The lieutenant and the doctor talked considerably of Santa Fe, the capital of New Mexico. It lay somewhere south. The lieutenant was anxious to know more about it, so as to make report upon it to the United States government. He could not leave the stockade, himself, but the doctor arranged to go.
Evidently this had been the plan for some time. A trader by the name of William Morrison, in the United States, had sent goods there, three years ago, in charge of another man named Baptiste Lalande, to be sold. But Lalande had never come back with the money. Doctor Robinson had agreed with William Morrison to visit Santa Fe, if near there, and collect the money. This would be an excuse for spying around.
At the end of the first week, when the stockade was partially finished, the doctor left for Santa Fe. He set out westward, up the south bank of the fork (which was the wrong direction, although none of them knew it), and promised to return with his report in a week or ten days.
The men were not so certain about this. Sergeant Meek wagged his grizzled head dubiously.
"Not to criticize a superior officer, but strikes me it's a risky move. The doctor's pure grit, all right enough, to head alone through a country full o' Injun sign and Spanish sign to boot, and he's like to run his foot into a wolf trap. For if he gets there, them Spanish will be curious to know where he come from; and what's to prevent their back-trailing him? Oh, well; there's something afoot that we don't understand. Our duty's to obey orders, and if the lieutenant says for us all to go to Santy Fee, go we will. But we'll not go there by any orders o' the Spanish."
This evening Corporal Jerry Jackson was started out, to get John Sparks and Tom Dougherty, if he could, and also Hugh Menaugh, on the other side of the mountains.
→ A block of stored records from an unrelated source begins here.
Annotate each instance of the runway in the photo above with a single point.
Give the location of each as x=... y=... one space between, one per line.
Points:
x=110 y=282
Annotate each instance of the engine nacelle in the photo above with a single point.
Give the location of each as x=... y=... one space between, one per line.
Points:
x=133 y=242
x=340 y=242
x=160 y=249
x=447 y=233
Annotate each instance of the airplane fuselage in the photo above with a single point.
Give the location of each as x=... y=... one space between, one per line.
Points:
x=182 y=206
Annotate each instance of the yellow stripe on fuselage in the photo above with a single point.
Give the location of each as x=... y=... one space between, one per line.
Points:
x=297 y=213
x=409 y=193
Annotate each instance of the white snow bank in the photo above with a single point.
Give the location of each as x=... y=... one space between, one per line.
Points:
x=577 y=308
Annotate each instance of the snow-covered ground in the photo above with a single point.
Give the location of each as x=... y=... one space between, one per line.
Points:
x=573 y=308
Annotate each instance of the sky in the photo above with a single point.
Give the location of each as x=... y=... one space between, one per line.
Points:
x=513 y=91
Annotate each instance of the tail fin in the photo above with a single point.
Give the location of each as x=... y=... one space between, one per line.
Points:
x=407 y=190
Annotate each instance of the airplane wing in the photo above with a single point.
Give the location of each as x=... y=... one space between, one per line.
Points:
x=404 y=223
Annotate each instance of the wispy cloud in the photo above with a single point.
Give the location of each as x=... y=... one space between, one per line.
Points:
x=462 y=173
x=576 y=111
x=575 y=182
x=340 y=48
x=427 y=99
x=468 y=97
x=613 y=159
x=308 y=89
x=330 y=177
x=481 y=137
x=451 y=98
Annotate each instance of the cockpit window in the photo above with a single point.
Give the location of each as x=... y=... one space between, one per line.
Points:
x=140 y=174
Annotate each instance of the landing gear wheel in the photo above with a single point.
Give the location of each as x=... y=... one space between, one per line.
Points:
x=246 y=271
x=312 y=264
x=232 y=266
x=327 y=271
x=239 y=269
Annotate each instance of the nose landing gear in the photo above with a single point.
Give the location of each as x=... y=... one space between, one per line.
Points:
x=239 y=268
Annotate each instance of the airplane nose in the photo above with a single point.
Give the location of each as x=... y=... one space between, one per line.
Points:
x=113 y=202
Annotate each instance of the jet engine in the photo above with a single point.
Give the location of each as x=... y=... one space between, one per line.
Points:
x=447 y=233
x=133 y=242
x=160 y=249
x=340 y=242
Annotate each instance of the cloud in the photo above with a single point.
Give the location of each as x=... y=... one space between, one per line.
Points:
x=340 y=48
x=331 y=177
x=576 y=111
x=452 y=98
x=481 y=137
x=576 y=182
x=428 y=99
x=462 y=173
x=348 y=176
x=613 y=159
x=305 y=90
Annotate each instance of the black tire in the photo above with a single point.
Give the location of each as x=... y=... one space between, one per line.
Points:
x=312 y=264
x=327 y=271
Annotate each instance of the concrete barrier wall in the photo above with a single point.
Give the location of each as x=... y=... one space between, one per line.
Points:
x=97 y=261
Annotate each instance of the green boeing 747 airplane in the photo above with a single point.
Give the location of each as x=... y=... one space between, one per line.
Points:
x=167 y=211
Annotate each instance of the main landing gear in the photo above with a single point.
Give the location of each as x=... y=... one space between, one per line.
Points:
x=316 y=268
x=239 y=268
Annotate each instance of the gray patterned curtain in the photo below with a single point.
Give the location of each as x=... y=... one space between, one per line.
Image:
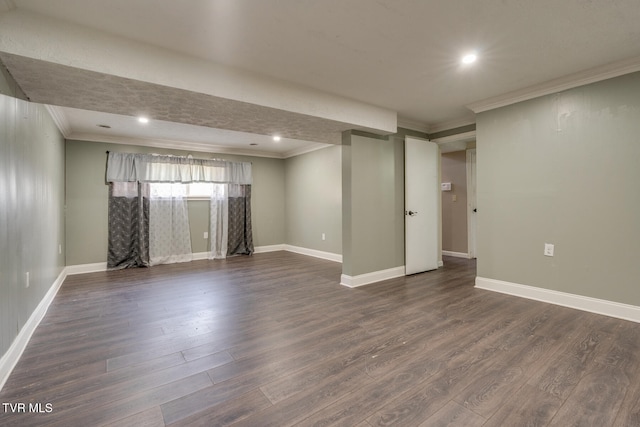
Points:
x=128 y=244
x=240 y=237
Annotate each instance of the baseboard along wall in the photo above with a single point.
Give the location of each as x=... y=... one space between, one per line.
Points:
x=579 y=302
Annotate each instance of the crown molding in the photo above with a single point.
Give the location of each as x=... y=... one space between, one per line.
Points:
x=173 y=145
x=460 y=137
x=305 y=150
x=452 y=124
x=413 y=125
x=60 y=120
x=593 y=75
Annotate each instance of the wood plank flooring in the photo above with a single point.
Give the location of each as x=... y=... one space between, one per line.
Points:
x=274 y=340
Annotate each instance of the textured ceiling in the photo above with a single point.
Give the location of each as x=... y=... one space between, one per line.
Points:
x=398 y=54
x=49 y=83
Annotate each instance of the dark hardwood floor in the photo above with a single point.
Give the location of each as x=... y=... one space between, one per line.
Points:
x=274 y=340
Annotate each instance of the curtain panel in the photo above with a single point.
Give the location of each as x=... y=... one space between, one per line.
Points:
x=128 y=240
x=148 y=228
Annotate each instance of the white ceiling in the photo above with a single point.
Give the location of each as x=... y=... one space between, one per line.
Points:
x=402 y=55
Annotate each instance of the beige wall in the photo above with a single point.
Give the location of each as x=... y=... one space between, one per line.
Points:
x=563 y=169
x=87 y=204
x=454 y=202
x=31 y=210
x=314 y=200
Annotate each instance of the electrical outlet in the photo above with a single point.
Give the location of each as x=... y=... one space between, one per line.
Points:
x=548 y=249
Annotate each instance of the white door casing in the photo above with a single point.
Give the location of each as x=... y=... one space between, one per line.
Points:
x=422 y=202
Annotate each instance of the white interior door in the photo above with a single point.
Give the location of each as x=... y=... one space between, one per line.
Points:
x=471 y=202
x=422 y=202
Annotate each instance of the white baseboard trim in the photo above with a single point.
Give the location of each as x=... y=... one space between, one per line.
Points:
x=579 y=302
x=86 y=268
x=368 y=278
x=268 y=248
x=314 y=253
x=455 y=254
x=197 y=256
x=11 y=357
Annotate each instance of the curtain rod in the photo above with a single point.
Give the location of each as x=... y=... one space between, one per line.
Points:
x=200 y=159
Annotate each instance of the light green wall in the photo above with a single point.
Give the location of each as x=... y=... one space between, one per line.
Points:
x=31 y=211
x=563 y=169
x=314 y=200
x=87 y=195
x=373 y=203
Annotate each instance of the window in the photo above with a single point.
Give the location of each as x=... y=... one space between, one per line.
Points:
x=193 y=190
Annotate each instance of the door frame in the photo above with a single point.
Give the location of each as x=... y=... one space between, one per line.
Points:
x=460 y=142
x=472 y=203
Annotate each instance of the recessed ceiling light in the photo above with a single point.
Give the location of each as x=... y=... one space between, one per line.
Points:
x=469 y=58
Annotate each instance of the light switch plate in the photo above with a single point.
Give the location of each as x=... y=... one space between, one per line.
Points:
x=548 y=249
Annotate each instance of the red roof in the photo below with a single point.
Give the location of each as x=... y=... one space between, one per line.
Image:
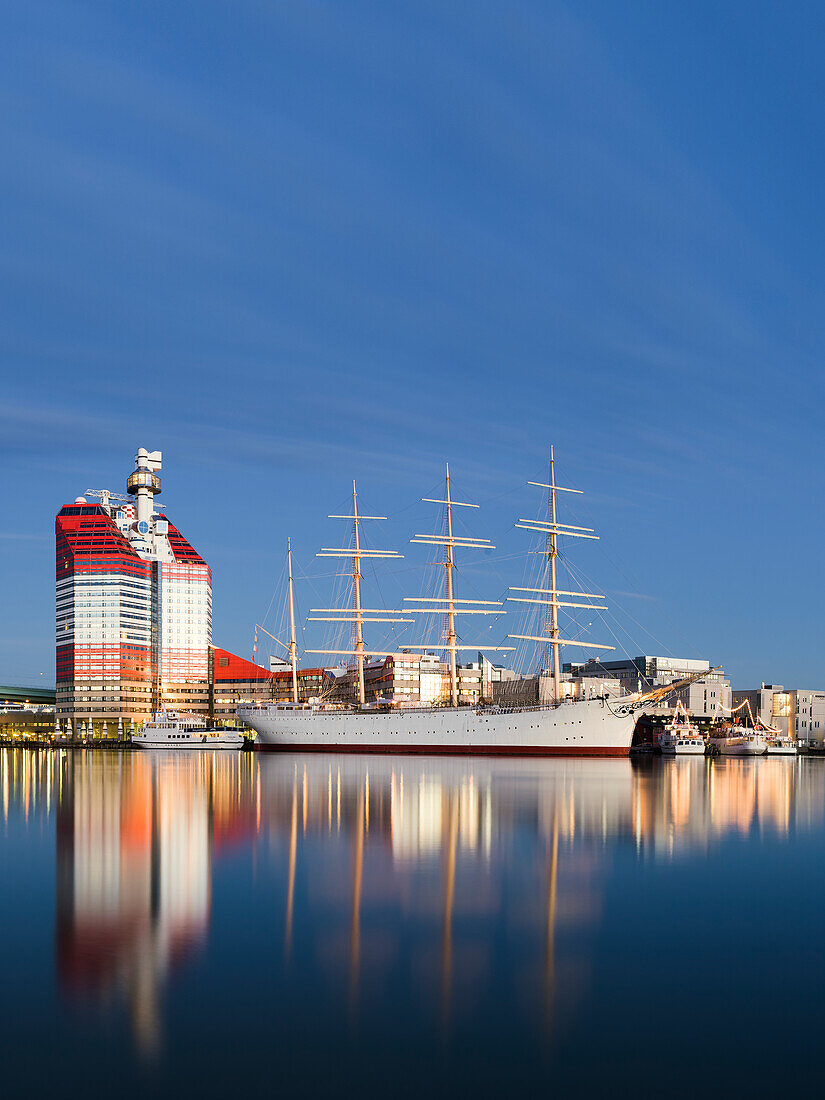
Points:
x=230 y=667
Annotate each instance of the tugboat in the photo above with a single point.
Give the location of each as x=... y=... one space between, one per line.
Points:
x=680 y=737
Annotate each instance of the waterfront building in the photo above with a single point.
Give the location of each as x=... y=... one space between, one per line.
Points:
x=807 y=714
x=796 y=712
x=133 y=608
x=417 y=680
x=233 y=680
x=706 y=697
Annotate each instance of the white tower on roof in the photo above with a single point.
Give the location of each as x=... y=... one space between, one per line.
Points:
x=144 y=484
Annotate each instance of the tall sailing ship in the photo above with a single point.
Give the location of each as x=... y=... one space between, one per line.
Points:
x=563 y=726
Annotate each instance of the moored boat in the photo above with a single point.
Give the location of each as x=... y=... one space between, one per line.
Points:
x=778 y=745
x=167 y=729
x=741 y=741
x=680 y=737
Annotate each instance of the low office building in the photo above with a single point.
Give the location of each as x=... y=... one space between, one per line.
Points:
x=707 y=697
x=408 y=679
x=799 y=712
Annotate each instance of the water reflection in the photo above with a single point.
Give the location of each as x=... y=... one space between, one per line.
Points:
x=446 y=883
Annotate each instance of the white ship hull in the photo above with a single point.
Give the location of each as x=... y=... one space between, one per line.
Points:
x=586 y=727
x=686 y=747
x=750 y=746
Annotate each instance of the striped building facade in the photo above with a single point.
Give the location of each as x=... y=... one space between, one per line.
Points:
x=133 y=611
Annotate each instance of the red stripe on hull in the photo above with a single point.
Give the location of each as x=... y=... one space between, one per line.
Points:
x=444 y=750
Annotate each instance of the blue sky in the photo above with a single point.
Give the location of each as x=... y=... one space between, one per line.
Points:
x=293 y=243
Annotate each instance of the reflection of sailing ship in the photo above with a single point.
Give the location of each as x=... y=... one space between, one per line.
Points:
x=134 y=846
x=433 y=843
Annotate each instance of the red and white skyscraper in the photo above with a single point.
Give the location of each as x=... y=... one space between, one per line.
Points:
x=134 y=608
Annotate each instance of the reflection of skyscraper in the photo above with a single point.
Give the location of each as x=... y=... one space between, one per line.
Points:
x=134 y=843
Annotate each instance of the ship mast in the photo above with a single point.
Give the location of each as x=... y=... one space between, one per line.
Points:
x=356 y=590
x=293 y=644
x=449 y=541
x=449 y=565
x=356 y=613
x=552 y=529
x=553 y=553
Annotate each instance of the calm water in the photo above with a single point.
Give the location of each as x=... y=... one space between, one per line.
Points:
x=245 y=924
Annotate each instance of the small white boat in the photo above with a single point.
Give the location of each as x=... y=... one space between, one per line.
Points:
x=781 y=746
x=741 y=740
x=680 y=737
x=167 y=729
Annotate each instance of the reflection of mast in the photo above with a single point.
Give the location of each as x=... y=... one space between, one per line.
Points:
x=293 y=850
x=551 y=899
x=358 y=873
x=449 y=898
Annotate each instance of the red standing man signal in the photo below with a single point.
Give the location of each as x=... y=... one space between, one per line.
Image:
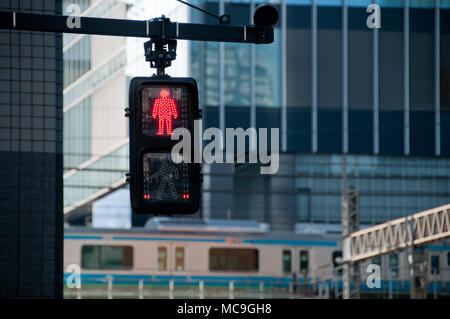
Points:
x=163 y=109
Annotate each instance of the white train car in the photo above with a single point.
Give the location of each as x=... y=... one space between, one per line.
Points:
x=218 y=252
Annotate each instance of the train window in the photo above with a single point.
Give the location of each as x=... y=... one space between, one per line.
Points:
x=303 y=260
x=393 y=264
x=162 y=258
x=435 y=264
x=107 y=257
x=286 y=261
x=376 y=261
x=179 y=258
x=233 y=259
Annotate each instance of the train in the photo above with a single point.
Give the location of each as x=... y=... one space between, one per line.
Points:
x=219 y=251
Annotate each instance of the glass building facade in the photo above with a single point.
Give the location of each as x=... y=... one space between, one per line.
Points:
x=377 y=99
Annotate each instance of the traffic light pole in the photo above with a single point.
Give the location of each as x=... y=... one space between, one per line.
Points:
x=159 y=28
x=146 y=149
x=160 y=51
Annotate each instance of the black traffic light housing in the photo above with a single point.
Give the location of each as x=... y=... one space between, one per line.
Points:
x=157 y=184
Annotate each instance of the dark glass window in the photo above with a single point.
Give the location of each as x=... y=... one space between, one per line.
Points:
x=421 y=68
x=286 y=260
x=329 y=79
x=337 y=260
x=162 y=258
x=233 y=259
x=391 y=82
x=393 y=264
x=435 y=260
x=179 y=258
x=360 y=83
x=303 y=260
x=444 y=74
x=107 y=257
x=376 y=261
x=299 y=78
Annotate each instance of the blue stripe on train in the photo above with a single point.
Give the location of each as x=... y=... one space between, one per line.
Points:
x=82 y=237
x=291 y=242
x=219 y=240
x=240 y=281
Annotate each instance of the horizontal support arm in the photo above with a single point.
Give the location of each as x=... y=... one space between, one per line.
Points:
x=134 y=28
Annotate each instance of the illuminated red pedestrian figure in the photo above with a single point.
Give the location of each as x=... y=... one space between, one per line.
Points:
x=163 y=109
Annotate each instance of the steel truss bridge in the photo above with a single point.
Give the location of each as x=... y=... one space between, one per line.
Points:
x=398 y=234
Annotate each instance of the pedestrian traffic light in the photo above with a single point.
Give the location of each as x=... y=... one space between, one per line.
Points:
x=158 y=183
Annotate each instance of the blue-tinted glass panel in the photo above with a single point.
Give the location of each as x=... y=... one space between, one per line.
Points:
x=330 y=131
x=268 y=118
x=329 y=79
x=360 y=131
x=445 y=81
x=391 y=82
x=299 y=129
x=421 y=81
x=391 y=132
x=360 y=82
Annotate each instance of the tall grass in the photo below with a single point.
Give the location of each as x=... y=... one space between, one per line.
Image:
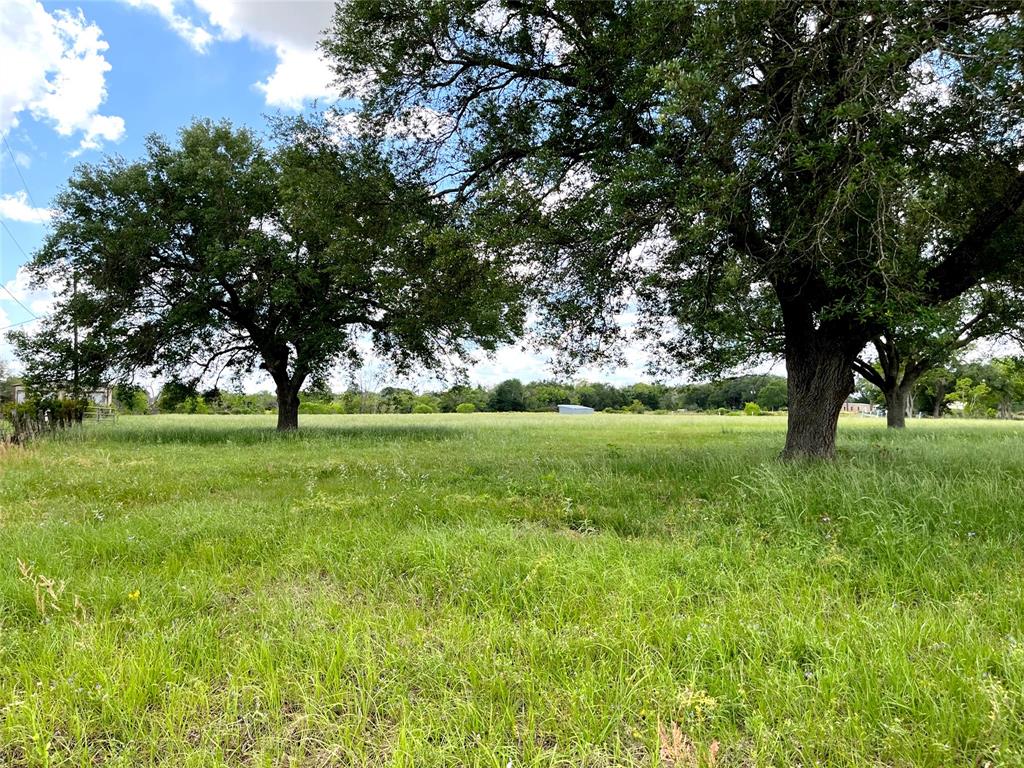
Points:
x=527 y=590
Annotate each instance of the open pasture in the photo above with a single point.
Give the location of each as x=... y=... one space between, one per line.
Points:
x=511 y=591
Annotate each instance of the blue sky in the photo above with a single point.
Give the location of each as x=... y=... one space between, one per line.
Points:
x=83 y=80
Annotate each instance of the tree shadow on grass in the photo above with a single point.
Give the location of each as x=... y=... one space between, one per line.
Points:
x=228 y=434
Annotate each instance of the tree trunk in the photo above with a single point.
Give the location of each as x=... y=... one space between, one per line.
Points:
x=820 y=378
x=897 y=403
x=940 y=398
x=288 y=408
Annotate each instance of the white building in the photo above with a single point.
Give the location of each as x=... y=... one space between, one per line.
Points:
x=578 y=410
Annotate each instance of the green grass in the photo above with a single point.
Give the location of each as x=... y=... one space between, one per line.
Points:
x=512 y=590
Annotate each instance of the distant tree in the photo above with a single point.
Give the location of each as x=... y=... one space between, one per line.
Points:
x=772 y=395
x=460 y=393
x=971 y=395
x=218 y=253
x=395 y=400
x=754 y=178
x=934 y=339
x=131 y=398
x=600 y=396
x=649 y=394
x=509 y=395
x=547 y=395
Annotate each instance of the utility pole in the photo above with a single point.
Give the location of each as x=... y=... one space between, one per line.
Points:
x=74 y=315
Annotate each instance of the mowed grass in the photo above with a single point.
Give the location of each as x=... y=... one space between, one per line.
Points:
x=512 y=591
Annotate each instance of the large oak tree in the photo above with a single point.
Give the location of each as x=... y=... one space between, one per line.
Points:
x=218 y=252
x=837 y=166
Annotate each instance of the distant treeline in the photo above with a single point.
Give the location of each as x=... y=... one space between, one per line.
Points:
x=768 y=392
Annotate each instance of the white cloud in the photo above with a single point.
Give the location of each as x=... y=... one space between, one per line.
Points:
x=290 y=29
x=300 y=75
x=193 y=34
x=38 y=300
x=53 y=68
x=16 y=208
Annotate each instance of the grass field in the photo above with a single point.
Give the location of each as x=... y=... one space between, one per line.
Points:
x=511 y=591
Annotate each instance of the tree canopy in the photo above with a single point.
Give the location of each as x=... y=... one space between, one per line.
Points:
x=752 y=177
x=219 y=253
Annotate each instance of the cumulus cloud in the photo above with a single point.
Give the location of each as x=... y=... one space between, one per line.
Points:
x=54 y=69
x=16 y=208
x=300 y=75
x=291 y=30
x=192 y=33
x=39 y=299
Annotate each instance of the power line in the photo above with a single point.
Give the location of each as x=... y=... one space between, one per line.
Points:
x=14 y=240
x=2 y=285
x=15 y=325
x=25 y=183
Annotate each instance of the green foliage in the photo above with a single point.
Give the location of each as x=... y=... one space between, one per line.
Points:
x=244 y=255
x=773 y=395
x=509 y=395
x=971 y=395
x=131 y=398
x=798 y=177
x=227 y=589
x=174 y=397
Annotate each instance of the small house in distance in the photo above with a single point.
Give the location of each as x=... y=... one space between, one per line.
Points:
x=861 y=409
x=102 y=396
x=578 y=410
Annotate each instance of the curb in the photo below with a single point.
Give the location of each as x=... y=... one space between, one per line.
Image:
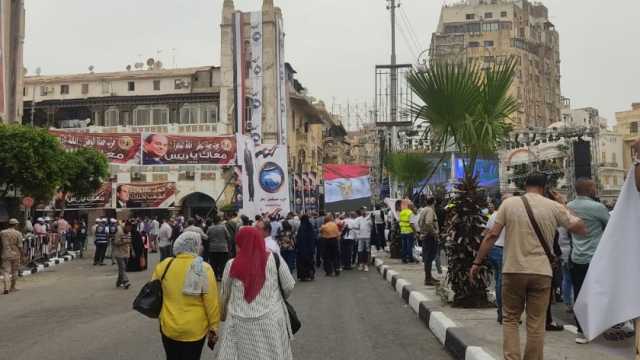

He took with him Freegift Stout, William Gordon, John Brown and John Mountjoy.
That left in the stockade only the lieutenant, Sergeant Meek, Terry Miller, Jake Carter and Alex Roy (whose feet had been badly frozen), and Stub. They missed the doctor, and Corporal Jerry's squad, but could get along for a few days.
This was February 7. No word might be expected from the doctor or Corporal Jerry for at least a week. Nothing especial happened during the week. The men and Stub kept on laboring at the stockade, the lieutenant read in a French book a great deal, or hunted for deer, taking Stub as companion.
By the sixteenth the walls of the stockade were about done, and the inside ditch, for the pickets, was being pecked out—a slow job in the frozen earth. Nine days had passed, and still there was no sign from the doctor or Corporal Jerry. This morning the lieutenant and Stub went out hunting again, down the main river. The lieutenant carried his favorite musket—the one whose grip had been mended. Stub wore a pistol, the mate to Hugh Menaugh's, borrowed from the lieutenant.
They had tramped about six miles, had just wounded a deer and were trailing it, when the lieutenant suddenly exclaimed:
"Halt. Be quiet. Somebody's coming."
Two strangers, horseback, were topping a rise, half a mile before and a little on the right or west.